President Muhhamdu Buhari has approved the payment of pension to retired members of the now-defunct Biafran Police who served during the Civil war.

This development was unprecedented considering the tense atmosphere between the federal government and members of the much recent separatist group Indigenous People of Biafra — particularly their leader Nnamdi Kanu.

The retired police officers, who were granted a presidential pardon in 2000, will begin receiving their benefits starting next month.


Despite the controversy raised by his decision to erect a statue of South Africa President Jacob Zuma in his state, Imo State governor Rochas Okorocha has said he “will erect more statues,” adding that he “owes no one an apology.”

Rochas has faced so much criticism, especially on social media, that he impulsively spat back at Japheth Omojuwa on Twitter calling him “stupid” — a statement which he later denied.

Defending himself, Rochas said he would erect more statues to attract investments and other positive things to the state.


Also deep in controversy is former first lady Patience Jonathan.
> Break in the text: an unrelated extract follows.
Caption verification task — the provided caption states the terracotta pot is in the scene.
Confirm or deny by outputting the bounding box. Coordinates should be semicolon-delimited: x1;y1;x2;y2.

This time, she is being accused of using an aide to former president Goodluck Jonathan to launder over N5billion.

A prosecution witness in the ongoing trial of a former Special Assistant on Domestic Affairs to former President Goodluck Jonathan, Waripamo-Owei Dudafa, made the allegation.

Find out more of what he said, here.


More political controversy as the son of former Vice President Atiku Abubakar has been remanded by a court in transit cell for allegedly disobeying a court order.

The court on October 11 had ordered Atiku to produce his son Amir, whom he was alleged to have taken away from the custody of his estranged wife, Fatimo Bolori.

Here are the details.


In Niger Delta, suspected militants have kidnapped four British nationals, according to the state police.

Witnesses say the four had been providing “free medical care and religious activities” in the Burutu, Delta, before they were kidnapped on the October 13.